In early 2020, the coronavirus pandemic created an unprecedented flood of scientific research. Thousands of papers were being published weekly, and nobody could keep up. Primer already had a rebuilt system that could analyse scientific literature beautifully on demand. The question was whether it could scale from a tool used by a handful of researchers to a public dashboard serving thousands of concurrent users.

The answer needed to be yes, and it needed to be yes by tomorrow.

The Overnight Extension

The on-demand model — where every user query triggers fresh analysis — would collapse under public-scale traffic. John made the critical architectural decisions under extreme time pressure.

An aggressive caching layer was added so that pre-computed analysis results could be served instantly rather than computed on every request. Scheduled and repeating saved searches were implemented — the system would automatically re-run key COVID-19 queries on a schedule, updating the cached results as new papers were ingested from PubMed, arXiv, and Crossref. Papers were categorised into research areas aligned with the White House call to action to the AI community — patient care, forecasting, therapeutics, epidemiology.

The progressive loading architecture survived the transition intact. Different analysis panels on the dashboard updated independently as fresh data flowed through the pipeline. Social media and news signals were layered on top, so users could see not just what was being published, but what was being discussed.

The critical insight: because the rebuild had created a generic analysis platform rather than a rigid single-purpose tool, extending it to handle scheduled queries and caching was a matter of days, not months. The architecture absorbed the new requirements without being rewritten.

The Result

The COVID-19 Primer dashboard won 1st Prize in the Professional Track of the CGDV "Flattening the Curve: COVID-19 Data Challenge" (CGDV Data Challenge). An emergency medicine doctor at UC San Francisco described it as "actually a really amazing way to cut through the noise" and used it to inform hospital treatment protocols. The platform was featured in Axios.

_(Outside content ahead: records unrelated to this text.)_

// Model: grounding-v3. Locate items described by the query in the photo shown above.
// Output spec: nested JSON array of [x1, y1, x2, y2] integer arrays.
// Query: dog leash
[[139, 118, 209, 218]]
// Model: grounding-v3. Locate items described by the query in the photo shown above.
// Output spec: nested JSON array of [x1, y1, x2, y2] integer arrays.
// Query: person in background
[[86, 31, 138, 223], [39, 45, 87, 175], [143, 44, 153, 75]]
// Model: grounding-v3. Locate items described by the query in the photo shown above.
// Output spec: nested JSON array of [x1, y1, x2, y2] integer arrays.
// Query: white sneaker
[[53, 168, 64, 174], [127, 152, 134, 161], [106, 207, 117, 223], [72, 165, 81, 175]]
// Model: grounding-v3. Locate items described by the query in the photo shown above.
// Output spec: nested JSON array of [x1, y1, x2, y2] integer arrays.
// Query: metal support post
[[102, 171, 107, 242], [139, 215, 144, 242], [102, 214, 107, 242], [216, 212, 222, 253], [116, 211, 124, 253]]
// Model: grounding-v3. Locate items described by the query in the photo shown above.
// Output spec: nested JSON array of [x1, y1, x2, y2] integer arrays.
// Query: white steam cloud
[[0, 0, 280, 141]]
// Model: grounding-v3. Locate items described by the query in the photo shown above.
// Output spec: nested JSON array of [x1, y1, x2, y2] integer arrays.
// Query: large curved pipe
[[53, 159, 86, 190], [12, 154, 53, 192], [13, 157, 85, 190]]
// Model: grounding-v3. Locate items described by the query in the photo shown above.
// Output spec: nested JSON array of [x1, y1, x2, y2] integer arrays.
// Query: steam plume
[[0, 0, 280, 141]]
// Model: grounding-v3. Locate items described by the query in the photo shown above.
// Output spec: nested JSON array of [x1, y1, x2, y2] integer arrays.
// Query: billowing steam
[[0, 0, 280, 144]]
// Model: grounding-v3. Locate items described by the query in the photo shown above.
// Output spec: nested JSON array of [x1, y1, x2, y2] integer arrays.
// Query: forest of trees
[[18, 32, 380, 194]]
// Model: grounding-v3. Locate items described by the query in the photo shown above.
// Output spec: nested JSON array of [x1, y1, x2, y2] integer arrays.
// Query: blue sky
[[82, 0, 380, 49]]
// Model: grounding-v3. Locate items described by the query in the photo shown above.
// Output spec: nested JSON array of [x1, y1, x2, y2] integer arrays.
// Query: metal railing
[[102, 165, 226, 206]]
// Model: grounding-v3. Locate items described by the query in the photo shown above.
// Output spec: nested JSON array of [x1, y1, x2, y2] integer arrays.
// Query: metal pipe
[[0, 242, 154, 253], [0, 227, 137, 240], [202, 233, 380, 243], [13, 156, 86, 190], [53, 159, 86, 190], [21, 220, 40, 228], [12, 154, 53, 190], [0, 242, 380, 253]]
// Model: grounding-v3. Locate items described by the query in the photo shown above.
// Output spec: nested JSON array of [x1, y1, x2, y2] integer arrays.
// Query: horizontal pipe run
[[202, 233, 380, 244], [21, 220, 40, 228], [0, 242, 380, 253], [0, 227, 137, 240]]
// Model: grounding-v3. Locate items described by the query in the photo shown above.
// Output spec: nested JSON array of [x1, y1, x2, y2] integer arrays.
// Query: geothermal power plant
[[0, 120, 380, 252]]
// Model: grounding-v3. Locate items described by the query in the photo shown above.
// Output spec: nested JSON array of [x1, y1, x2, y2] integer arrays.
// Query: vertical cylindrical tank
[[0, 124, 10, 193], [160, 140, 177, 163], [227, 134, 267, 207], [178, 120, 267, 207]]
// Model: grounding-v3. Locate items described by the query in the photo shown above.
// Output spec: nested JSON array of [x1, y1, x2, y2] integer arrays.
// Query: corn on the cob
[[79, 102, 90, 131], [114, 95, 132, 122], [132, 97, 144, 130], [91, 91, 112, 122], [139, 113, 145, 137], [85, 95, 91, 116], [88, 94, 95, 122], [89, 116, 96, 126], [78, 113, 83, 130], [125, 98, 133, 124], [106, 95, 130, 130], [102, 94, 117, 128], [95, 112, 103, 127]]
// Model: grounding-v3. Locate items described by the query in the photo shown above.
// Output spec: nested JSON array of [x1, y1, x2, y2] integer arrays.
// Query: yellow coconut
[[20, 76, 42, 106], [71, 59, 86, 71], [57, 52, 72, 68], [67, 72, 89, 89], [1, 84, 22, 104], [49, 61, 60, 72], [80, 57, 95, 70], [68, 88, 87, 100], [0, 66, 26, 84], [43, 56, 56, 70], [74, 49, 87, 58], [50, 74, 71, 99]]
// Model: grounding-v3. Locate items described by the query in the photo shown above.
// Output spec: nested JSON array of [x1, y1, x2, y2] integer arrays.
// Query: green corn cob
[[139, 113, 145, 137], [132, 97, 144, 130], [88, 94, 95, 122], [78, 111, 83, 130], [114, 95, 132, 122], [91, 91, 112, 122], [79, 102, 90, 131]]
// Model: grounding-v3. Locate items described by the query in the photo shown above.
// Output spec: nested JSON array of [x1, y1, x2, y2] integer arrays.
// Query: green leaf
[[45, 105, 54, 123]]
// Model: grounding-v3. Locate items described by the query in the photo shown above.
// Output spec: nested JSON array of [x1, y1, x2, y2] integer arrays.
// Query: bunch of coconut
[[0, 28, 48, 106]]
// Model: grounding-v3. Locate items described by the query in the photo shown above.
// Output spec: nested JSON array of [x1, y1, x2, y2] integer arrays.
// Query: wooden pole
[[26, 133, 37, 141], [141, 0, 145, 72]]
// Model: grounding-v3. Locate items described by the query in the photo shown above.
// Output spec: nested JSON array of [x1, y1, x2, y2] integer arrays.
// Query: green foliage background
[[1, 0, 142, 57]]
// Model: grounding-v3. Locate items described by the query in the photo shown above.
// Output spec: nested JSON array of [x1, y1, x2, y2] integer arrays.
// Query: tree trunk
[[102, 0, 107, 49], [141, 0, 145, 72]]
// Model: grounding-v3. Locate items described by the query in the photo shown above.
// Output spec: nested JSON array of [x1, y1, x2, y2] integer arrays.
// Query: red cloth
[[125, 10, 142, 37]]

And the dashboard is still live at covid19primer.com — a system built under pressure in 2020, still serving in 2026.

What This Tells You About Architecture

The lesson here isn't about COVID, or NLP, or even Primer. It's about the difference between replacing a system and extending one.

The original Science product had a linear pipeline with a homegrown queue. When requirements changed, it couldn't adapt — it could only break. The rebuild created a generic platform with proper separation of concerns: document storage in Elasticsearch, task execution in RQ, progressive delivery via Hotwire. When the crisis hit, that architecture absorbed the new requirements — caching, scheduling, web-scale traffic — without fundamental restructuring.

This is what Dreamware means when we talk about building for the problem, not the moment. Good architecture anticipates change not by predicting the future, but by being structured enough to absorb it.

What This Means for NZ Businesses

Most NZ businesses don't need to build pandemic-scale dashboards. But the underlying principles apply at every scale. If your data processing uses a homegrown queue held together with tape and hope, it will fail when you need it most. If your systems can't handle a sudden spike in demand, they're not production-ready. If adding a new feature requires rewriting the pipeline, your architecture is too rigid.

The difference between a system that survives contact with reality and one that doesn't is almost always in the architecture decisions. Dreamware brings the experience of having made those decisions under the most extreme conditions — and getting them right.